Important warning: Unless you have measured (and your question suggests that you haven't) that map performance substantially influences your application performance (large percentage of time is spent on searching and updating the map) don't bother with making it faster. Stick to std::map (or std::unordered_map or any available hash_map implementation). Speeding up your application by 1% probably will not be worth the effort. Make it bug free instead.

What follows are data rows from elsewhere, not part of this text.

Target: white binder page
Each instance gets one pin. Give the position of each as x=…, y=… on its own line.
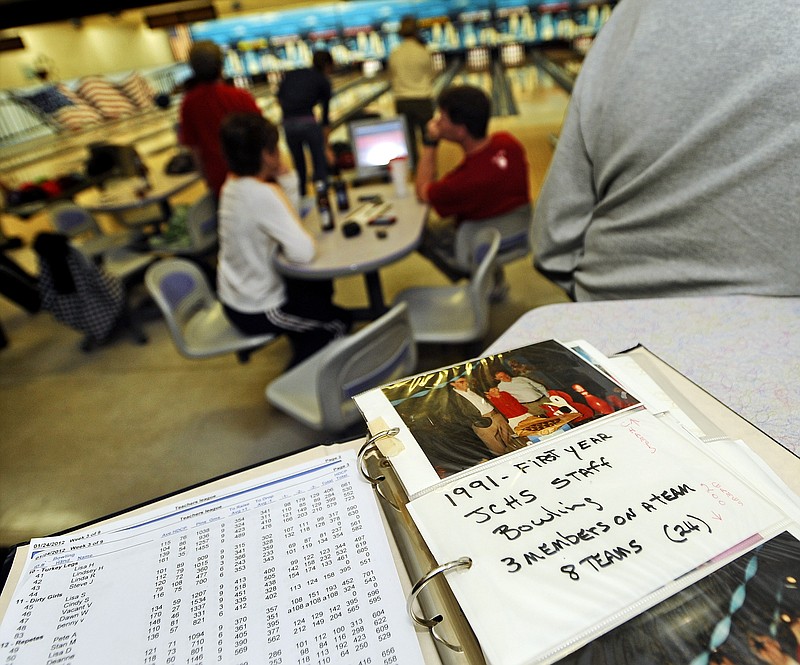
x=567, y=537
x=292, y=567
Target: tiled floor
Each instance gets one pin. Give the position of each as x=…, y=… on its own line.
x=84, y=435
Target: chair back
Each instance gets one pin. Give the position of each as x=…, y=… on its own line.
x=484, y=252
x=77, y=292
x=72, y=220
x=201, y=223
x=194, y=316
x=180, y=290
x=318, y=392
x=514, y=227
x=381, y=352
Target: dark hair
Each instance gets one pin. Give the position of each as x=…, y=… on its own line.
x=321, y=60
x=244, y=137
x=468, y=106
x=205, y=58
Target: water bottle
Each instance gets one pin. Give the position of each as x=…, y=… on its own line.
x=326, y=221
x=342, y=202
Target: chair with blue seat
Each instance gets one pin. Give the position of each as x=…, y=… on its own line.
x=458, y=313
x=109, y=249
x=194, y=315
x=514, y=227
x=318, y=392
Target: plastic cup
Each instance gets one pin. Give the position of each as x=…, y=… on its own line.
x=398, y=168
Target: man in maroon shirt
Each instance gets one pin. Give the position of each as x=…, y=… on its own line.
x=208, y=101
x=491, y=180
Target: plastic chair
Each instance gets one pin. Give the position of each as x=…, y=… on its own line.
x=318, y=392
x=194, y=315
x=514, y=227
x=111, y=250
x=201, y=225
x=81, y=294
x=456, y=314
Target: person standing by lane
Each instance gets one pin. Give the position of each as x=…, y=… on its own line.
x=411, y=73
x=205, y=105
x=300, y=91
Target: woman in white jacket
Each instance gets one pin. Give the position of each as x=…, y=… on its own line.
x=256, y=217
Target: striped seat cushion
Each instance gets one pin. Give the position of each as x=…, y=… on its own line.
x=138, y=89
x=63, y=107
x=105, y=97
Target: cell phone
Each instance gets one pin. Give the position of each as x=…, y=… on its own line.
x=383, y=220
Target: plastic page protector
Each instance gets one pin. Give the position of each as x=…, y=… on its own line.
x=566, y=535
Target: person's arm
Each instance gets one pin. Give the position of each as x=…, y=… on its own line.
x=285, y=227
x=426, y=169
x=565, y=205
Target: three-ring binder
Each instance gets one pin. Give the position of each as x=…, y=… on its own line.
x=463, y=562
x=370, y=445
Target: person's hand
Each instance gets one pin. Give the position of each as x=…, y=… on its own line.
x=767, y=649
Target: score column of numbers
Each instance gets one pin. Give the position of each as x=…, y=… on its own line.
x=289, y=580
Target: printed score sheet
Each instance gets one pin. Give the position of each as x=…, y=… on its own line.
x=293, y=567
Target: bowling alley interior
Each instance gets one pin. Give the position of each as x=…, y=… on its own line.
x=91, y=431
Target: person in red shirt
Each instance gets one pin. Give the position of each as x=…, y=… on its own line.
x=492, y=179
x=205, y=105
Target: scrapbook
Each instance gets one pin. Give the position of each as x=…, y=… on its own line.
x=600, y=510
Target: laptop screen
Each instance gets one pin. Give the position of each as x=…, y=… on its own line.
x=375, y=142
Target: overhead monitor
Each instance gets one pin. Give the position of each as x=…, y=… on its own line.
x=375, y=142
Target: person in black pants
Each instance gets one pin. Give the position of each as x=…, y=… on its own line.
x=300, y=91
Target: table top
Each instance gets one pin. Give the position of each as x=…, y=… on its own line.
x=338, y=255
x=743, y=350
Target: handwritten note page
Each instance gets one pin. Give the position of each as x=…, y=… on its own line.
x=566, y=536
x=293, y=568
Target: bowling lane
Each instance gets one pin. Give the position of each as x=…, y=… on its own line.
x=529, y=87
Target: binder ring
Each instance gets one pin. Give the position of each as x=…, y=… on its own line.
x=367, y=447
x=463, y=562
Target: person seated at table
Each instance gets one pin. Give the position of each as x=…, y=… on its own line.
x=256, y=219
x=492, y=178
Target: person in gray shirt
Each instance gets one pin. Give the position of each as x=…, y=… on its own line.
x=677, y=170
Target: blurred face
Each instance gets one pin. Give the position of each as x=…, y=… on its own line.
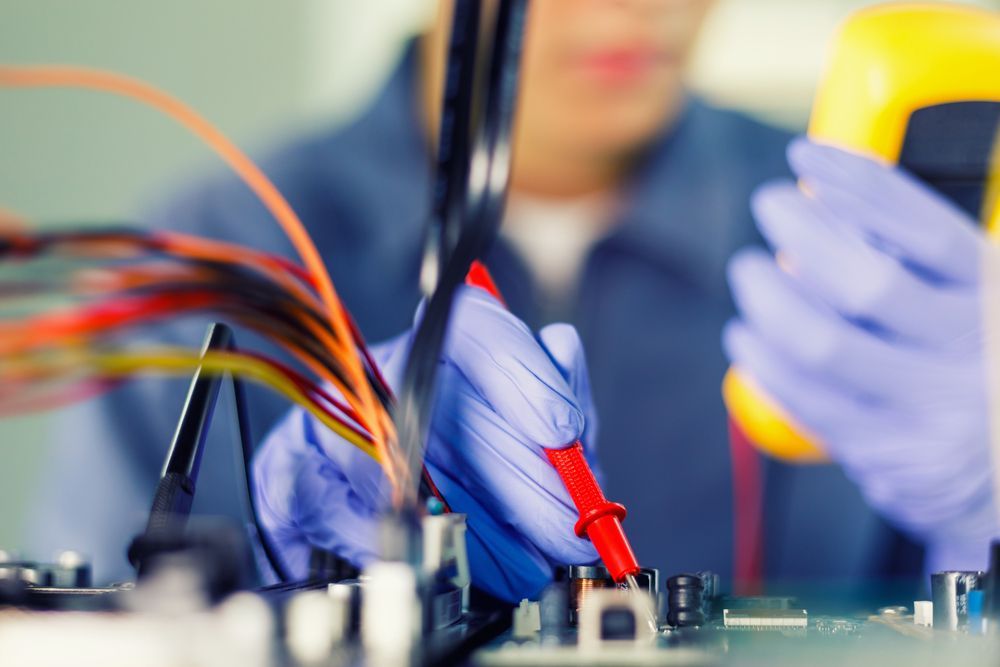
x=600, y=79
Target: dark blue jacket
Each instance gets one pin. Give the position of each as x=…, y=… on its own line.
x=652, y=305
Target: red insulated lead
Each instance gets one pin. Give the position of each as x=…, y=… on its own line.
x=600, y=519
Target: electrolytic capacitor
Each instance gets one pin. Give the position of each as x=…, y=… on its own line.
x=949, y=591
x=685, y=600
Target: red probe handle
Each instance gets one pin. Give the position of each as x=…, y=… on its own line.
x=600, y=520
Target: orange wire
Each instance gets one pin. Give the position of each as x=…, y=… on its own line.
x=77, y=77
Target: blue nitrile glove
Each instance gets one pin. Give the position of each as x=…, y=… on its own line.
x=867, y=329
x=502, y=396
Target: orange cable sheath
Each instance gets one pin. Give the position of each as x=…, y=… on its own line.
x=256, y=180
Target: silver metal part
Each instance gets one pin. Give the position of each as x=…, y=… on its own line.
x=315, y=622
x=765, y=619
x=950, y=590
x=391, y=618
x=527, y=620
x=615, y=618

Echoing Richard's answer: measure performance with different map implementation using your real classes and real data.

Some additional notes:

• Understand the difference between expected cost (hash maps usually have it lower), worst case cost (O(logn) for balanced binary tree but much higher for hash map if insert triggers reallocation of hash array) and amortized cost (total cost divided by number of operations or elements; depends on things like ratio of new and existing elements). You need to find out which is more constraining in your case. For example reallocating of hash maps can be too much if you need to adhere to very low latency limit.

• Find out where real bottleneck is. It might be that cost of searching in map is insignificant compared to e.g. IO cost.

• Try more specialized map implementation. For example a lot can be gained if you know something more about map's key. Authors of generic map implementations do not have such knowledge.

In your example (32 bit unsigned integer keys which strongly cluster, e.g. are assigned sequentially) you can use radix based approach. Very simple example (threat it as an illustration, not ready to use recipe):

Item *sentinel[65536];  // sentinel page, initialized to NULLs.
Item (*pages[65536])[65536];  // list of pages,
                              // initialized so every element points to sentinel

Then search is as simple as:

Item *value = pages[index >> 16][index & 0xFFFF];

When you need to set new value:

if (pages[index >> 16] == sentinel) {
  pages[index >> 16] = allocate_new_null_filled_page();
}
pages[index >> 16][index & 0xFFFF] = value;

• Tweak your map implementation.

  • E.g. every hash_map likes to know approximate number of elements in advance. It helps avoid unnecessary reallocation of hash table and (possibly) rehashing of all keys.

  • With my specialized example above you certainly would try different page sizes, or three level version.

  • Common optimization is providing specialized memory allocator to avoid multiple allocations of small objects.